« Feu!!.. »
Comme elle était frêle, sa silhouette... Malgré un vêtement masculin taillé dans le métal et son allure droite et altière, elle était semblable à une libellule projetant des éclairs de feu à chaque cri. Le commandant de la Bastille la regardait, poings serrés à faire saigner les paumes de ses mains, ses yeux d'aigle allumés d'une rage qui le faisait frémir par vagues incontrôlables. Ainsi elle avait osé se dresser effrontément contre le pouvoir royal, méprisant tout l'univers dans lequel elle avait évolué, tout ce qu'on lui avait enseigné, tout ce à quoi elle appartenait. Une nouvelle fois!
A première vue elle lui avait semblé fière, invincible. Ses cheveux d'or volaient dans un flamboyant désordre et toute son attitude reflétait le combat et l'insolence, dirigés vers un seul but : prendre cette prison, cette forteresse imbattable et invaincue, l'écraser et faire triompher la fureur populaire. Ancrée dans le sol, projetant son long corps svelte et gracile au plus haut, elle semblait vouloir atteindre déjà les tours de son épée... Sa voix était empreinte de la fièvre du combat, éclatante et naturellement autoritaire, devançant le chaos des canons qui l'entouraient.
Pourtant à la regarder plus attentivement le commandant surprit son visage marqué du fer rouge de la douleur, une douleur telle qu'il en avait rarement vue dans sa longue vie. Une peine ineffaçable marquait les traits fins et nobles du courageux colonel, imprégnant la moindre parcelle de cet étonnant visage.
Ainsi c'était elle qui l'avait guidée devant même les premières lignes, c'était elle qui avait damné l'âme sculptée dans un fragile acier, c'était cette criante tristesse qui l'avait menée au feu et au sang.

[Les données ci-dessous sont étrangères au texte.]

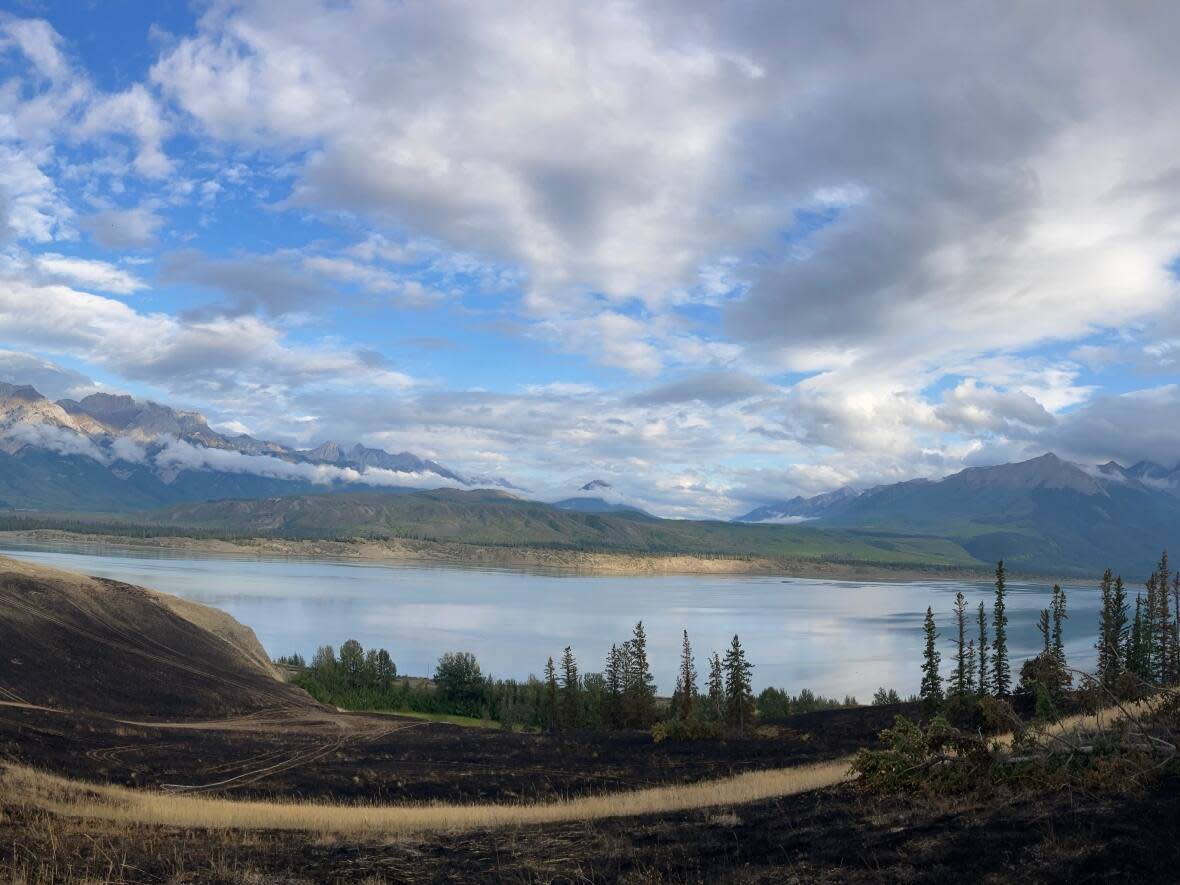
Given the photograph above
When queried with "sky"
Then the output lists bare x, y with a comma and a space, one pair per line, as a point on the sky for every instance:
712, 254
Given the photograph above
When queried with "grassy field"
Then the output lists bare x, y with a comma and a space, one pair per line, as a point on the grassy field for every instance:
72, 799
445, 718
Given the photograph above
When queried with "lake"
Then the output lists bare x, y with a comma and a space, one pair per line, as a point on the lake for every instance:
831, 636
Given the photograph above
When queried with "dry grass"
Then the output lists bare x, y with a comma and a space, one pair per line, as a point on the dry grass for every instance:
73, 799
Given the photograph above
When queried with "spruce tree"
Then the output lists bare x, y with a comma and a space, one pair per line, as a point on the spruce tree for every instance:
1138, 657
1106, 647
1001, 669
1120, 624
961, 677
614, 677
1162, 623
1059, 614
931, 690
1174, 670
716, 703
686, 682
1042, 625
1148, 631
571, 694
640, 693
970, 667
550, 695
983, 683
739, 693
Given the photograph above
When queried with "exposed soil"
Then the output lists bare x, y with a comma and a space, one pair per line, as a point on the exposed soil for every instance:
389, 759
106, 683
87, 644
834, 836
524, 558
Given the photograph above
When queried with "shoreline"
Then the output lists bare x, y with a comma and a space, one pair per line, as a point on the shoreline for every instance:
443, 554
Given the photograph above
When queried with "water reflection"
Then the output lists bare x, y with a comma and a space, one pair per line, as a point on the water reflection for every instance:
831, 636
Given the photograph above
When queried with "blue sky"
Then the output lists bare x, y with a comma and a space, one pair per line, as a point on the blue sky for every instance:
713, 260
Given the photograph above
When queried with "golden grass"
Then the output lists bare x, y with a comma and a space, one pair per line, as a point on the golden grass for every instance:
76, 799
118, 804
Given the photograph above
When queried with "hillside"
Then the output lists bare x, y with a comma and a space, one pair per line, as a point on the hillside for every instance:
1043, 515
87, 644
495, 518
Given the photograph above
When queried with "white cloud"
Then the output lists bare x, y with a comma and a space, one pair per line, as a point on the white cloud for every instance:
89, 273
123, 228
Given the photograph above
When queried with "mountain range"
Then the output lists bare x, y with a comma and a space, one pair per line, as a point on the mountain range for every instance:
116, 453
1043, 512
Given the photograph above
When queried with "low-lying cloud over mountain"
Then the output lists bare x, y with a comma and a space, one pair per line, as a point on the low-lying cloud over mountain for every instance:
133, 454
714, 255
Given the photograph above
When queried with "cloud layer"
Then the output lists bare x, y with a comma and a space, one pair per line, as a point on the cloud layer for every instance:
739, 253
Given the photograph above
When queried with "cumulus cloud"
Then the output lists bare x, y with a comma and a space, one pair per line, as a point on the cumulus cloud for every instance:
56, 439
1128, 427
87, 273
123, 228
710, 387
48, 378
853, 243
178, 454
250, 281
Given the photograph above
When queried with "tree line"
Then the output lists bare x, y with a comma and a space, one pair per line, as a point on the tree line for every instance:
621, 696
1138, 649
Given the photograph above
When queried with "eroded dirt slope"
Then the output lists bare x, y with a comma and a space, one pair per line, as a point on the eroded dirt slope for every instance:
93, 646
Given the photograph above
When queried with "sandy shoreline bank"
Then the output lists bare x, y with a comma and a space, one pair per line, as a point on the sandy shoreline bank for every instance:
524, 558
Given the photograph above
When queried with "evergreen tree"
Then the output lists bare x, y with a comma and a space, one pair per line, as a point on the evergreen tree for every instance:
686, 682
571, 701
550, 706
1042, 627
1136, 657
385, 672
640, 692
716, 701
352, 662
1162, 622
325, 659
1148, 630
931, 690
615, 677
1059, 614
1174, 669
961, 677
1109, 633
1120, 624
983, 684
1001, 669
970, 667
739, 694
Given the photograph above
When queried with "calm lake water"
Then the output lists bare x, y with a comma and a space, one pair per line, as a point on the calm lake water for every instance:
831, 636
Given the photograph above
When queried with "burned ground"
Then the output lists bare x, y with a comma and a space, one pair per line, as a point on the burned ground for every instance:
103, 683
832, 836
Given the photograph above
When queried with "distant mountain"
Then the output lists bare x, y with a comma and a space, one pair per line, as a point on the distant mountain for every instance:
800, 509
116, 453
1041, 513
596, 505
497, 518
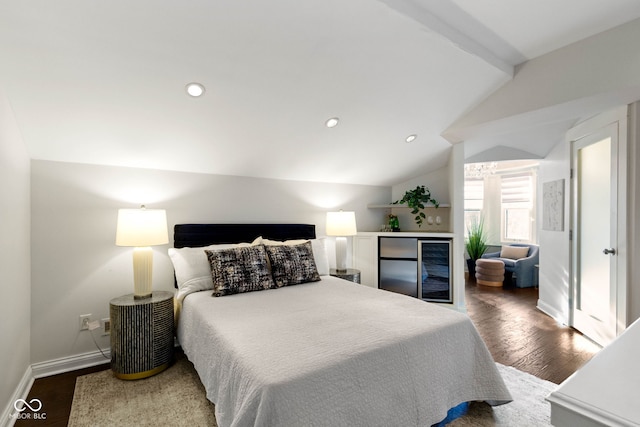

Tristesse... Le mot était trop faible pour ce qui se lisait dans ces yeux fougueux et ardents... Désespoir. Désespoir, souffrance muette, fin de tout.
« Feu!.. »
Son cri, lointain, lui parvint et l'éveilla de sa sombre contemplation. Ainsi c'était ce qu'elle avait voulu.
- Visez leur colonel! Si nous arrivons à le tuer ces gueux ne resteront pas longtemps à nous narguer!
L'injonction avait résonné, sèche et sans appel. Les soldats obéirent comme à leur habitude, aveuglément, après tout n'était-ce pas leur devoir... La soumission aux ordres ne devrait-elle pas être leur raison de vivre? Pourquoi n'était-ce pas SA raison de vivre, à ce colonel insoumis et indigne?..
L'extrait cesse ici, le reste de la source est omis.